Justice Burley found that Ingal’s patent for a post for a guardrail system designed to work better during a collision lacked novelty in light of Safe Direction’s patent for its RamShield product and that Safe Direction’s patent was entitled to a priority date.
Ingal had originally filed a patent application in December 2008 but made amendments to the claims of that application over 7 years later in May 2015 and claimed priority for the changed claims effective from the 2008 application. The 2015 amendments made by Ingal were after Safe Direction’s RamShield patent had been published, after Safe Direction had promulgated marketing materials and product manuals and after Safe Direction had sold its RamShield product. Safe Direction’s Managing Director, Hayden Wallace, said that it would be difficult to conclude other than that Ingal purposefully made the May 2015 amendments and drafted them in such way (after Ingal had full visibility of the commercialised RamShield product), to bring about infringement by the RamShield product – something that was not denied by Ingal during the court hearing. The absurdity of Ingal’s act was that the changes to the claims made in 2015 to the 2008 patent application were not based on any matter in substance disclosed in the 2008 application i.e. Ingal prima facie had no entitlement to the changed claims, Wallace said.

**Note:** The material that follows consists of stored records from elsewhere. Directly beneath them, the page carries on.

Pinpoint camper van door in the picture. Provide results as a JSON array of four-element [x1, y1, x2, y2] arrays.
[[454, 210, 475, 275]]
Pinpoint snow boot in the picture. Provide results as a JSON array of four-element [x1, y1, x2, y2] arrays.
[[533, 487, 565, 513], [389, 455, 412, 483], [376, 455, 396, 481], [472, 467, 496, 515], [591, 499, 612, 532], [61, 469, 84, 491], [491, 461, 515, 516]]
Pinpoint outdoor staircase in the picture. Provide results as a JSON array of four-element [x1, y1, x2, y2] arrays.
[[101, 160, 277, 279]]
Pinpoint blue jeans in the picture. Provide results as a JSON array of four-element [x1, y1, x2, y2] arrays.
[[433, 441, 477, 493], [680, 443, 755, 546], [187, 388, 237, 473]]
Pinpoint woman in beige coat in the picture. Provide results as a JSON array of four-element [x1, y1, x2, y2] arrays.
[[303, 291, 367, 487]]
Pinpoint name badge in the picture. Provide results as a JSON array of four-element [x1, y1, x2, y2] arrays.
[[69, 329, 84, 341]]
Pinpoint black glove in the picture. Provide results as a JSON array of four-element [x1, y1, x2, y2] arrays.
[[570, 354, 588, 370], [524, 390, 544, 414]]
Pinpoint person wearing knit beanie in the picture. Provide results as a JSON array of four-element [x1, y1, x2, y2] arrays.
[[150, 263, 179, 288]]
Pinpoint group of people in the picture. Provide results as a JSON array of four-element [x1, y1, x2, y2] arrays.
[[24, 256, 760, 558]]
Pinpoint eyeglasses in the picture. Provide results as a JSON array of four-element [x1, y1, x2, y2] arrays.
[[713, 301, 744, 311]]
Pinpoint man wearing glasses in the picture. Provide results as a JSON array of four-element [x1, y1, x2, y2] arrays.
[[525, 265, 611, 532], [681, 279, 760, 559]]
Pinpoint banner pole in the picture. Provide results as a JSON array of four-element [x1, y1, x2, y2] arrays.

Wallace a former MD of Ingal, (is the inventor of both the Ingal 2008 patent application and the Safe Direction RamShield product), said that Safe Direction has never been anything other than resolute in defending itself against what it considers to be an utterly misconceived, licentious, cynical and contrived act by a recalcitrant company in what he believes was an attempt to leverage the balance sheet of its US domiciled multinational parent company, Valmont Industries, against a small Australian business.
Wallace said he believes that the costs to the parties is likely to be in the order of $2m, something that Ingal who have been vocal in bragging about their deep pockets can now, under the orders of the court, put to use and account for.